MAL> -1; there's no standard for UTF-8 BOMs - adding it to the MAL> codecs module was probably a mistake to begin with. You MAL> usually only get UTF-8 files with BOM marks as the result of MAL> recoding UTF-16 files into UTF-8.
There is a standard for UTF-8 _signatures_, however. I don't have the most recent version of the ISO-10646 standard, but Amendment 2 (which defined UTF-8 for ISO-10646) specifically added the UTF-8 signature to Annex F of that standard. Evan quotes Version 4 of the Unicode standard, which explicitly defines the UTF-8 signature.
Ok, as signature the BOM does make some sense - whether to strip signatures from a document is a good idea or not is a different matter, though.
Here's the Unicode Cons. FAQ on the subject:
They also explicitly warn about adding BOMs to UTF-8 data since it can break applications and protocols that do not expect such a signature.
So there is a standard for the UTF-8 signature, and I know of applications which produce it.

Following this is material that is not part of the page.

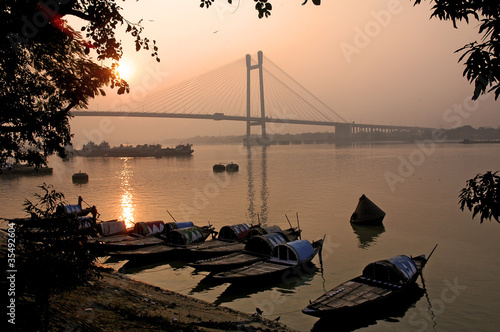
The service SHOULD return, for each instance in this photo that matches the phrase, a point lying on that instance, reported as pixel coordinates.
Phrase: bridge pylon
(264, 139)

While I agree with you that Python's codecs shouldn't produce it (by default), providing an option to strip is a good idea.
However, this option should be part of the initialization of an IO stream which produces Unicodes, _not_ an operation on arbitrary internal strings (whether raw or Unicode).

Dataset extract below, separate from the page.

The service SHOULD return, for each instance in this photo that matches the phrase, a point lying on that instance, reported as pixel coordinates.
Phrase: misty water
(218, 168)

MAL> BTW, how do you know that s came from the start of a file and MAL> not from slicing some already loaded file somewhere in the MAL> middle ?
The programmer or the application might, but Python's codecs don't. The point is that this is also true of rawstrings that happen to contain UTF-16 or UTF-32 data. The UTF-16 ("auto-endian") codec shouldn't strip leading BOMs either, unless it has been told it has the beginning of the string.

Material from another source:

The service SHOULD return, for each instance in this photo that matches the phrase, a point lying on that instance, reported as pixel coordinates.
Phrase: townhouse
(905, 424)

The UTF-16 stream codecs implement this logic.
The UTF-16 encode and decode functions will however always strip the BOM mark from the beginning of a string.
If the application doesn't want this stripping to happen, it should use the UTF-16-LE or -BE codec resp.
MAL> Evan Jones wrote: >> This is *not* a valid Unicode character. The Unicode >> specification (version 4, section 15.8) says the following >> about non-characters: >> >>> Applications are free to use any of these noncharacter code >>> points internally but should never attempt to exchange >>> them. If a noncharacter is received in open interchange, an >>> application is not required to interpret it in any way. It is >>> good practice, however, to recognize it as a noncharacter and >>> to take appropriate action, such as removing it from the >>> text. Note that Unicode conformance freely allows the removal >>> of these characters. (See C10 in Section3.2, Conformance >>> Requirements.) >> >> My interpretation of the specification means that Python should
The specification _permits_ silent removal; it does not recommend.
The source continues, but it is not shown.